Almost everyone agrees now that just focusing on math and English is way too narrow and has taken us into a sort of tragi-comic cul-de-sac in a lot of ways. There are some really interesting experiments underway about how you create broader measures of school quality that align more with what parents want, what students want, what teachers want, but also produce the achievement gains that everyone is so focused on.
One of these experiments is happening right here in Massachusetts. A scholar named Jack Schneider, who's an education professor at Holy Cross, has been working with urban districts to come up with an alternate measure of school quality. He's focused on schools where he lives, in Somerville.
Somerville is very diverse, with an astonishing range of languages are spoken and you have kids from all these backgrounds. But because schools are graded and the results often just show you how the schools fare with, say, SAT scores, often these kids end up at the very bottom of the pile, and so parents are told, "Oh don't go to school here, you want to go some place more affluent." That just exacerbates all the inequalities we've been talking about.
Schneider and a team of researchers set out to see if they could come up with a measure of school quality that would more accurately value what Somerville has to offer, but also take into account all these things that parents, teachers, school leaders and students really care about. Their measurement is so much broader, and I felt my world opening up a little bit as I read about it because you could see, if we started with this broader definition, and then if we needed to step in and fix the school, we'd be trying to fix it in a broader way.

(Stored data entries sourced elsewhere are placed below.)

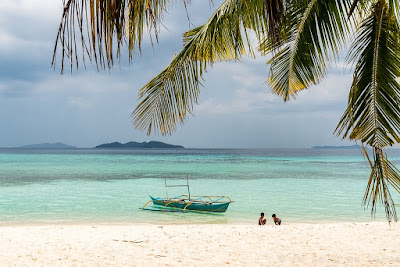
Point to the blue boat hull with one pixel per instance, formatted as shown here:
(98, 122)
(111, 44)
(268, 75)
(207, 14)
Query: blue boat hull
(210, 207)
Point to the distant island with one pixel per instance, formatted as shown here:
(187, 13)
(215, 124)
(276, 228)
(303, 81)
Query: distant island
(336, 147)
(47, 145)
(151, 144)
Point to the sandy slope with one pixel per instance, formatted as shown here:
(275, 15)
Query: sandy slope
(350, 244)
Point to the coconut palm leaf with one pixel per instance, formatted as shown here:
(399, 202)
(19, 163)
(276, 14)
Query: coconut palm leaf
(373, 113)
(170, 96)
(316, 31)
(101, 24)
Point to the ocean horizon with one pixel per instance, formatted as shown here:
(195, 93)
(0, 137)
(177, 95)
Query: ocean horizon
(300, 185)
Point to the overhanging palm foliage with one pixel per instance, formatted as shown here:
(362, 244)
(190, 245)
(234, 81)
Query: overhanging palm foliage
(303, 37)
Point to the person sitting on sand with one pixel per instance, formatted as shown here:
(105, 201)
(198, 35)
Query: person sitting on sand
(262, 220)
(277, 220)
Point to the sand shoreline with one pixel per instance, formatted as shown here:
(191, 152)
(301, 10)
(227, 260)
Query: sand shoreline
(331, 244)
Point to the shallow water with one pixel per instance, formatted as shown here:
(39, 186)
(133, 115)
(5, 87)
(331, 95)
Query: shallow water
(87, 185)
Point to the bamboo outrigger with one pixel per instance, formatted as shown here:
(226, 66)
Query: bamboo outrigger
(188, 202)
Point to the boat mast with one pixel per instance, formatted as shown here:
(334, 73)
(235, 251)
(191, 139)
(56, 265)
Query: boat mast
(187, 181)
(166, 190)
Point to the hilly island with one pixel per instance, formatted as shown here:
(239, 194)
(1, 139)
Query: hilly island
(151, 144)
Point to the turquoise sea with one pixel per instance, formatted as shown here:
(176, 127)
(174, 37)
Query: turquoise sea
(109, 186)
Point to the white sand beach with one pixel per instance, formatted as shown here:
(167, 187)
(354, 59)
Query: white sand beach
(350, 244)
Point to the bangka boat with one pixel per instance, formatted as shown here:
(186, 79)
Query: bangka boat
(188, 202)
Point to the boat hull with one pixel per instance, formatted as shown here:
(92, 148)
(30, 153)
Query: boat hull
(187, 205)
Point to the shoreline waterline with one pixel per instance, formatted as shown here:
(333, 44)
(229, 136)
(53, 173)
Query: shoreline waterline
(299, 185)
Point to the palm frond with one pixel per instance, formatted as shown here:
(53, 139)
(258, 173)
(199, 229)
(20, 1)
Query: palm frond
(316, 32)
(373, 112)
(383, 175)
(99, 25)
(170, 96)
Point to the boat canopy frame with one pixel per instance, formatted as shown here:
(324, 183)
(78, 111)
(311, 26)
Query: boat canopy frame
(186, 199)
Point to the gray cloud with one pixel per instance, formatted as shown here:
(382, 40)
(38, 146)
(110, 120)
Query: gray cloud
(236, 107)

There was a recent AP story about immigrant students who arrived in the US as unaccompanied minors not being allowed to enroll in school in several cities, including Lynn. They were being funneled through adult education and transitional assistance programs instead of the elementary, middle schools and high schools. This example shows that Lynn has ended up with a re-engineered understanding of what their schools are for.
Lynn, Massachusetts, is another city where immigrants come. There are around 28 languages spoken in the public schools. Part of the vision for public education there has always been to help immigrants transition. If you go to a Lynn school and you're there when a student arrives, it's an amazing scene, but you also see firsthand the challenges. What do you do with a student who's just arrived, doesn't speak English, and PARCC testing is right around the corner?

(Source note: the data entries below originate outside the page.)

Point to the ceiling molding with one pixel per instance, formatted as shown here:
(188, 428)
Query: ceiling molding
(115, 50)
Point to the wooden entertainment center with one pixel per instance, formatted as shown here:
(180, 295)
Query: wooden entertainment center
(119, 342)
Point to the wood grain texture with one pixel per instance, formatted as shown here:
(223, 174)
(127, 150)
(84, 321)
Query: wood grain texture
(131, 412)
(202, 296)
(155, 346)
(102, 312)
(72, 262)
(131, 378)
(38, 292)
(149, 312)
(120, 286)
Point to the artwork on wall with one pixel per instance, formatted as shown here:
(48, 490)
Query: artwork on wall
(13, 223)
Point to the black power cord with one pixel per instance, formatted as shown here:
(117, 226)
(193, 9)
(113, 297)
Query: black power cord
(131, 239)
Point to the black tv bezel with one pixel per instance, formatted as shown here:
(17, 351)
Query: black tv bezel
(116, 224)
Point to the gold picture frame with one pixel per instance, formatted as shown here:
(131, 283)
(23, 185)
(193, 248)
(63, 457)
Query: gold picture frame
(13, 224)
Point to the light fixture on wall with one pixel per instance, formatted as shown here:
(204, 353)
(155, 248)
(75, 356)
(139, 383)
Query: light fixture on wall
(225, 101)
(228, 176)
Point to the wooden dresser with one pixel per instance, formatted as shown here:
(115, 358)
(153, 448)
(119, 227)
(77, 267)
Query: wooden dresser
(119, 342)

Their emphasis on making measurable progress in math and English is now such that they view these kids, these newcomers, as a liability. It’s akin to a hospital closing its doors to the neediest patients for fear of the impact on the data if somebody should die in their care.
This example shows you how far off-track you can get if you're focused so intently on the smallest measurable units, and you lose sight of this bigger question about what school is for. With a broader measure of school quality, there should be a way to value the contribution that schools in Lynn make in welcoming these new immigrant students, and help them meet particular benchmarks, so that the schools can embrace their success.
The overwhelming emphasis on having to produce short-term goals rewards behaviors that are ultimately counterproductive. I went to a student forum in Lawrence last week. A senior was talking about how on the one hand, achievement is measurably higher in Lawrence, and the schools have improved in so many ways. On the other hand, the student complained that there's so much emphasis on short-term gains. She likened it to a quickie weight-loss plan.
That is so insightful, and that’s partly why it's so important to be able to hold up examples where people are doing things differently, where they're measuring things differently.